George Osborne argued that the Spending Review would promote growth and fairness. Further and higher education are key to both of these objectives: educating people to a higher level opens up opportunity and equips our economy with the higher level skills we need to compete in what the Chancellor calls ‘the global race’.
The relative ‘winner’ in today’s settlement was science and research: as our recent IPPR report proposed, the science and research budget remains ring fenced and sustained in cash terms at £4.6 billion, while the science capital budget is maintained in real terms. These are important moves, although it should be noted that accounting for inflation the budget for science will have fallen by 9% in real terms by2015 and is likely to continue to fall until 2017/18.
Osborne proclaimed today that the measures taken in the last spending review had put higher education funding on a sustainable footing. In 2010 the government cut teaching grants to universities and replaced them with higher tuition fees, reducing the teaching grant by 50 per cent between 2012/13 and 2014/15. Of course the government is still borrowing that money and paying it out in fee loans to undergraduates – but this borrowing is ‘off the books’ and does not count towards the deficit.
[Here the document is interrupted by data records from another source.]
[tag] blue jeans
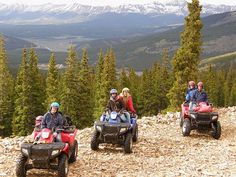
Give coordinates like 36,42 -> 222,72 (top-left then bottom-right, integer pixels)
189,101 -> 196,111
121,111 -> 131,124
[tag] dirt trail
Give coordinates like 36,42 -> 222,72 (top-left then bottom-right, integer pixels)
0,107 -> 236,177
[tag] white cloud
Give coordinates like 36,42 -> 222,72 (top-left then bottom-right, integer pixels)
1,0 -> 236,6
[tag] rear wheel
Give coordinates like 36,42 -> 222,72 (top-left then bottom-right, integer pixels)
124,132 -> 133,153
16,154 -> 28,177
58,154 -> 69,177
182,119 -> 191,136
69,140 -> 78,163
211,121 -> 221,139
91,130 -> 100,150
132,124 -> 138,142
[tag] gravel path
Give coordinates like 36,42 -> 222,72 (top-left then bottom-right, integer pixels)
0,107 -> 235,177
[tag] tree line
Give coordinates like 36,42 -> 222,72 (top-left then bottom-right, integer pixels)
0,0 -> 235,136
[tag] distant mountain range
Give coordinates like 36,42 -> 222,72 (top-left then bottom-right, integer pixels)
1,2 -> 236,71
0,1 -> 236,24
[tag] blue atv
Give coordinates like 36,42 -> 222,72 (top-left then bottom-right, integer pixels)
91,111 -> 138,153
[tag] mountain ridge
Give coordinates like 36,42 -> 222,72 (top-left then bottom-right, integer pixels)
1,1 -> 236,24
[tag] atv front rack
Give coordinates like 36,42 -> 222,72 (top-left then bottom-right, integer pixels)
189,111 -> 218,124
21,142 -> 65,169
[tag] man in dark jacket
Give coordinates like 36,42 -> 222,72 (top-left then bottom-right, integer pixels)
41,102 -> 64,130
105,89 -> 130,123
189,82 -> 208,110
191,82 -> 208,103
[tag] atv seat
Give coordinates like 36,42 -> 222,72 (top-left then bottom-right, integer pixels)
63,116 -> 73,126
62,125 -> 76,133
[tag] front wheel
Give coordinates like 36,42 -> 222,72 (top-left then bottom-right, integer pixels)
132,124 -> 138,142
180,115 -> 184,127
69,140 -> 78,163
91,130 -> 100,151
211,121 -> 221,139
124,133 -> 133,153
58,154 -> 69,177
182,119 -> 191,136
16,154 -> 28,177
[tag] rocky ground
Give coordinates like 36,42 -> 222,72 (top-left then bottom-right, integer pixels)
0,107 -> 236,177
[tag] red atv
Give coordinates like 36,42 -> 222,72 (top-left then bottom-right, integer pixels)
181,102 -> 221,139
16,117 -> 78,177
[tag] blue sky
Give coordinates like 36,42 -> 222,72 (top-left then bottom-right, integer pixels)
1,0 -> 236,6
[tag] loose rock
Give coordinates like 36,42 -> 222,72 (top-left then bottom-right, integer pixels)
0,107 -> 235,176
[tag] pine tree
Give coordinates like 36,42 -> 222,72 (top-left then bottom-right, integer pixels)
167,0 -> 202,110
12,49 -> 31,135
108,48 -> 117,88
77,48 -> 94,128
45,53 -> 59,108
159,48 -> 172,111
151,62 -> 162,114
229,80 -> 236,106
215,69 -> 226,107
61,46 -> 79,121
118,68 -> 130,91
0,36 -> 14,136
94,49 -> 104,118
99,49 -> 117,114
128,68 -> 139,110
138,70 -> 155,116
224,63 -> 235,107
28,48 -> 45,130
204,65 -> 218,105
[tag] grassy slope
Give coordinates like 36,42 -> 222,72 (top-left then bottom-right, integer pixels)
200,51 -> 236,68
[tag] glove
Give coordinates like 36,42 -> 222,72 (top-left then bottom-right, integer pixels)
53,132 -> 57,137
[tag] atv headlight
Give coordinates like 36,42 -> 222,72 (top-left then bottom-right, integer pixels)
22,148 -> 29,156
51,150 -> 60,156
120,127 -> 127,133
212,116 -> 218,121
190,114 -> 196,119
96,125 -> 102,132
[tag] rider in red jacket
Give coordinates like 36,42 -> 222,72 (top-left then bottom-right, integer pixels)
119,88 -> 136,114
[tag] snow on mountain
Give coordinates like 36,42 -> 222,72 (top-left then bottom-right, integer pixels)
0,1 -> 235,24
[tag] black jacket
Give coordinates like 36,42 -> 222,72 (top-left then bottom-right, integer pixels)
106,97 -> 125,113
41,112 -> 63,130
191,89 -> 208,103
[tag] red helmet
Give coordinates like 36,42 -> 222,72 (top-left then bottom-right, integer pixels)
197,82 -> 203,87
188,81 -> 195,86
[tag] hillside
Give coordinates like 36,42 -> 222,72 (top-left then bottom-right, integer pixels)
200,51 -> 236,69
0,107 -> 236,176
75,10 -> 236,70
3,35 -> 35,51
2,10 -> 236,71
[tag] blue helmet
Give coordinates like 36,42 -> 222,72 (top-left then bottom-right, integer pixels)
50,102 -> 60,108
110,89 -> 118,95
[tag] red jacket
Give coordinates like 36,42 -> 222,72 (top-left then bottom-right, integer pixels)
119,95 -> 136,113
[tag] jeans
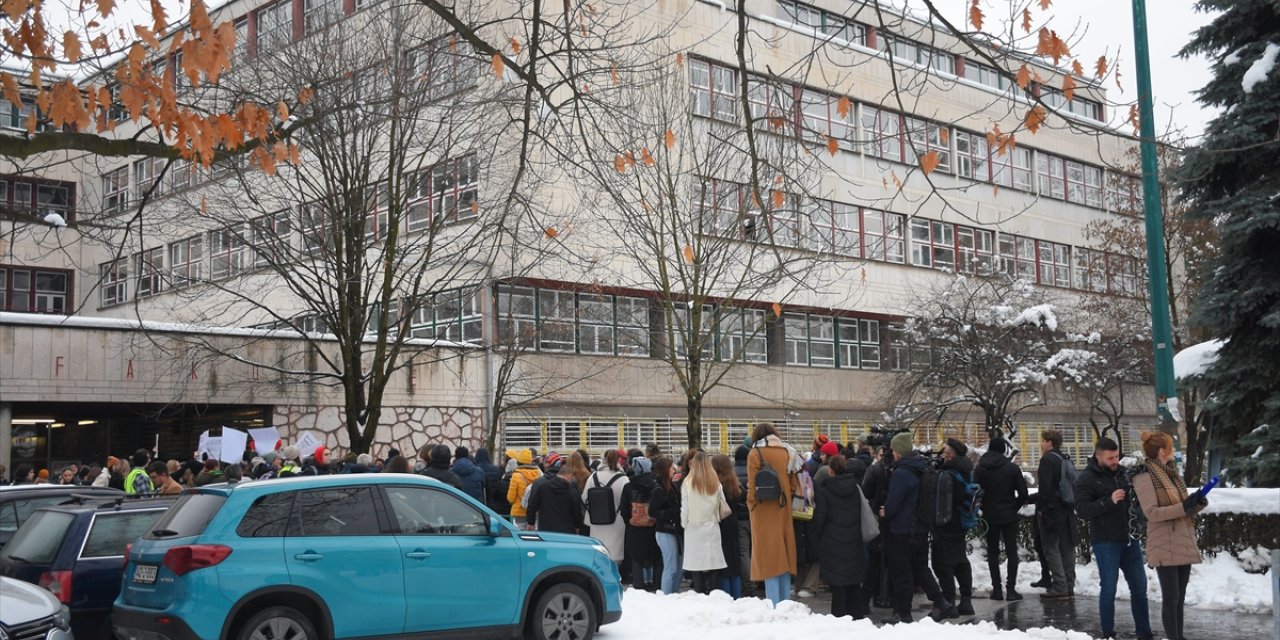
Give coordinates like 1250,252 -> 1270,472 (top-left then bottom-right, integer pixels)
718,574 -> 742,599
985,521 -> 1020,588
1156,564 -> 1191,640
888,533 -> 946,618
1093,540 -> 1152,636
656,532 -> 682,594
1038,510 -> 1076,593
763,572 -> 792,606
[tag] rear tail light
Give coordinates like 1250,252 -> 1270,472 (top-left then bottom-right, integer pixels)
161,544 -> 233,576
39,570 -> 73,603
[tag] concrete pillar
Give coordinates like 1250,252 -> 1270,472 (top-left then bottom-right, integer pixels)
0,402 -> 11,479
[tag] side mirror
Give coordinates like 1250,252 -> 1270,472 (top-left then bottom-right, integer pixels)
488,515 -> 503,537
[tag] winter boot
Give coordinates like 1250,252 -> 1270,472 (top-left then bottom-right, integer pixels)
881,613 -> 912,625
929,601 -> 959,621
957,597 -> 975,616
1004,584 -> 1024,601
989,585 -> 1004,601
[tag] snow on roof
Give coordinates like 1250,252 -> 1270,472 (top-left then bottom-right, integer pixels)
1173,339 -> 1226,380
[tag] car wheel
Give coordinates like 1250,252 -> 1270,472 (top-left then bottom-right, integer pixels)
526,582 -> 595,640
237,606 -> 318,640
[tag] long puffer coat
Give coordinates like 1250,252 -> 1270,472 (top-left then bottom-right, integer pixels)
811,471 -> 867,587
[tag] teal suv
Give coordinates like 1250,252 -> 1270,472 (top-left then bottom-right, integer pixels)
113,474 -> 622,640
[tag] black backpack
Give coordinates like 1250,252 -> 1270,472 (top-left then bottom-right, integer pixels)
753,447 -> 785,505
586,473 -> 624,525
914,464 -> 954,528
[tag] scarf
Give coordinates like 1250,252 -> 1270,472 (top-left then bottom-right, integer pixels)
1142,457 -> 1187,508
755,435 -> 805,473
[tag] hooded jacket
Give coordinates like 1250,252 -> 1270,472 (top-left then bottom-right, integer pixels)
421,446 -> 463,489
1036,448 -> 1074,518
935,454 -> 975,537
474,448 -> 503,506
452,457 -> 487,503
527,474 -> 584,535
883,452 -> 926,535
812,471 -> 868,586
976,449 -> 1029,525
507,466 -> 543,517
1074,455 -> 1136,544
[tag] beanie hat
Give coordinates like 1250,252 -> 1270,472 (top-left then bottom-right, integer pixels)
515,449 -> 534,465
314,446 -> 328,465
989,437 -> 1011,457
945,438 -> 968,457
544,452 -> 563,469
816,434 -> 830,446
820,441 -> 840,458
890,432 -> 913,456
734,445 -> 750,463
262,450 -> 278,464
282,445 -> 301,462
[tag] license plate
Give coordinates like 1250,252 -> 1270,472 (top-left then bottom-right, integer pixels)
133,564 -> 157,584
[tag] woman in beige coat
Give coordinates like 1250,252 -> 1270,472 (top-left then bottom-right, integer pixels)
746,422 -> 798,606
1132,431 -> 1206,640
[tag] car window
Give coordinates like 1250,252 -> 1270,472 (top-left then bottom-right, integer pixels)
144,494 -> 226,539
289,487 -> 380,537
0,510 -> 75,563
81,510 -> 167,558
0,497 -> 72,533
236,492 -> 295,538
384,486 -> 487,536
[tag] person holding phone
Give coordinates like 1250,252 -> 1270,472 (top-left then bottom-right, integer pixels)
1132,431 -> 1207,640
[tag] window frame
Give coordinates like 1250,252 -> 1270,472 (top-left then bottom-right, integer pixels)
0,264 -> 72,313
134,247 -> 165,299
100,259 -> 128,307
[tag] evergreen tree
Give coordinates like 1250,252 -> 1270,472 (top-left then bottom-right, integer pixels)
1178,0 -> 1280,487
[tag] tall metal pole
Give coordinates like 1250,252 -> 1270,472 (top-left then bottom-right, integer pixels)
1131,0 -> 1179,429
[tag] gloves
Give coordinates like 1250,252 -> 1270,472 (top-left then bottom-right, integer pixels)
1181,494 -> 1201,514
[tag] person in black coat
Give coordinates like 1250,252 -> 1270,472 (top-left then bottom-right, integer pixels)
932,439 -> 976,615
419,444 -> 463,489
860,446 -> 893,610
712,454 -> 745,598
975,437 -> 1030,601
732,446 -> 756,597
812,456 -> 868,619
648,457 -> 683,594
619,457 -> 661,590
1035,429 -> 1077,599
526,462 -> 585,535
473,448 -> 503,507
451,446 -> 487,503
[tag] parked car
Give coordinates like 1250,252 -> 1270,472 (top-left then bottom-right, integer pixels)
114,474 -> 623,640
0,493 -> 177,640
0,575 -> 74,640
0,485 -> 122,549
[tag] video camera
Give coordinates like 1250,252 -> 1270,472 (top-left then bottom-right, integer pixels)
865,425 -> 910,449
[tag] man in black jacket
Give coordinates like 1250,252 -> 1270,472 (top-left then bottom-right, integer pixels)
975,437 -> 1028,601
526,459 -> 584,535
932,439 -> 975,615
420,444 -> 463,489
860,445 -> 893,610
1036,429 -> 1076,599
1075,438 -> 1153,640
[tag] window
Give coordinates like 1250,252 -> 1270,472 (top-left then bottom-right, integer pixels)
100,259 -> 128,306
233,18 -> 249,63
0,265 -> 70,313
134,247 -> 165,298
1037,153 -> 1104,207
237,492 -> 295,538
168,236 -> 204,288
1109,253 -> 1141,296
102,166 -> 130,215
364,182 -> 389,242
298,203 -> 331,254
1038,240 -> 1071,287
578,293 -> 615,355
784,313 -> 835,367
144,494 -> 225,540
674,304 -> 716,361
1107,173 -> 1142,215
0,175 -> 74,222
808,199 -> 861,256
963,60 -> 1005,90
994,145 -> 1033,191
1072,247 -> 1108,293
412,287 -> 482,343
209,226 -> 248,279
497,285 -> 537,347
384,487 -> 487,536
910,218 -> 955,270
1,98 -> 52,133
408,156 -> 479,231
81,510 -> 167,558
956,226 -> 994,274
746,76 -> 797,132
538,289 -> 576,352
889,324 -> 930,371
252,210 -> 293,268
837,318 -> 880,369
799,89 -> 852,146
291,487 -> 381,536
998,234 -> 1038,282
690,59 -> 737,122
256,1 -> 293,54
862,210 -> 905,263
1039,85 -> 1103,121
905,118 -> 951,173
783,313 -> 809,366
717,307 -> 767,363
405,36 -> 479,101
882,35 -> 955,74
616,295 -> 651,356
132,158 -> 163,201
0,510 -> 73,563
861,106 -> 903,163
304,0 -> 342,33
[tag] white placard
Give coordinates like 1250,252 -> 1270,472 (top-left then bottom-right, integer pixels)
294,431 -> 321,455
197,430 -> 210,458
248,427 -> 282,453
220,427 -> 248,464
203,437 -> 222,462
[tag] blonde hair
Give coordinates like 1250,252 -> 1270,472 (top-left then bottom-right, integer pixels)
685,452 -> 719,496
1141,431 -> 1173,460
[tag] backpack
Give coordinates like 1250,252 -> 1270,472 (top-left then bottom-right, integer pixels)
520,475 -> 539,509
949,469 -> 984,530
753,447 -> 784,505
914,464 -> 954,528
587,473 -> 624,525
1052,451 -> 1078,504
628,486 -> 656,527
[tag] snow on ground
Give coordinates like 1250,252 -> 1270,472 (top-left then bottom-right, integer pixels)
602,589 -> 1094,640
966,545 -> 1274,615
1172,339 -> 1226,380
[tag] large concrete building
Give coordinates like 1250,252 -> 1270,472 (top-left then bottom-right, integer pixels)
0,0 -> 1155,473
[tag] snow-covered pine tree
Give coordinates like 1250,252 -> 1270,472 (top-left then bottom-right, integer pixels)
1178,0 -> 1280,487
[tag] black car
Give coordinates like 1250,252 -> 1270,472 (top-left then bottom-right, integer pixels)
0,484 -> 122,549
0,494 -> 176,640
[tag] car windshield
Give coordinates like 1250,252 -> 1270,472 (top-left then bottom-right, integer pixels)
144,494 -> 226,539
0,510 -> 75,564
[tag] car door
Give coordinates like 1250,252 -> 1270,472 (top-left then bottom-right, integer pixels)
74,508 -> 169,613
283,486 -> 405,639
382,485 -> 522,633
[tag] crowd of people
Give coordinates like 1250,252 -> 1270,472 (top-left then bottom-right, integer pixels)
1,427 -> 1206,638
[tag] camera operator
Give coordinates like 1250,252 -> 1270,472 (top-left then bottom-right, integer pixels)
880,433 -> 956,623
860,443 -> 893,611
1074,437 -> 1153,640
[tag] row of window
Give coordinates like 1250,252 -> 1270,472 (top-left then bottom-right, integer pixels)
690,59 -> 1127,211
0,175 -> 76,222
773,0 -> 1105,122
0,265 -> 71,313
695,178 -> 1144,294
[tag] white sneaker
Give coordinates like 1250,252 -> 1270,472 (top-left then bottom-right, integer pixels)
796,589 -> 816,598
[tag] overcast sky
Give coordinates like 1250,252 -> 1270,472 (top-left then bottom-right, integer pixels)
930,0 -> 1220,140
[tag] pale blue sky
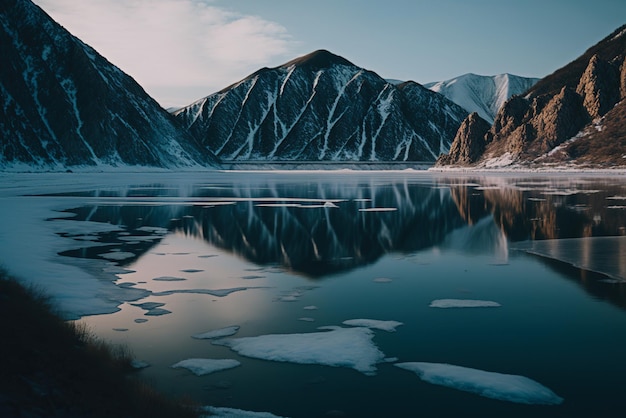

One consequence of this is that it takes a huge part of government funding for universities ‘off balance sheet’, meaning that when BIS is asked to make further cuts it has relatively limited room for manoeuvre. With the research budget protected that means Vince Cable has been left making cuts to student maintenance grants. These grants are supposed to help students meet the cost of living but they are being cut by £60 million in real terms in 2015/16. Moreover there is an unallocated £45 million cut to the Hefce budget, which is likely to mean cuts in ‘widening participation’ funding that is intended to improve access to those from disadvantaged backgrounds. These decisions will become even harder after the election: IPPR calculates that BIS can expect to see a further cut of 22% to its budget in the next parliament.
Contrary to what Osborne the student finance system is not actually financially sustainable. The government has consistently over estimated how much money it will get back from graduates once they have started to repay. Rather than the 30% of loans not being repaid the government first calculated, we calculate that as much as 40% of student loans will go unpaid. IPPR estimates that this could produce a £1 billion black hole in the department’s budget over time.
The government is right to abolish the National Scholarship Programme, which is spent on fee waivers and bursaries which have proven ineffective at improving access. £50 million of this £150 million scheme is to be switched to support disadvantaged postgraduate students. This is welcome, but the government should go further and give postgraduates access to the same subsidized loans as undergraduates. The long term cost of this to the taxpayer is very low.
The big loser in today’s announcement is further education, whose funding will be reduced by a further £260 million in 2015/16. Overall further education is taking a bigger cut than higher education, despite its vital role in improving social mobility. Coming after previous cuts to the EMA and the scrapping of the Future Jobs Fund, this government has overseen a massive withdrawal of support for those young people in education and training who do not go to university.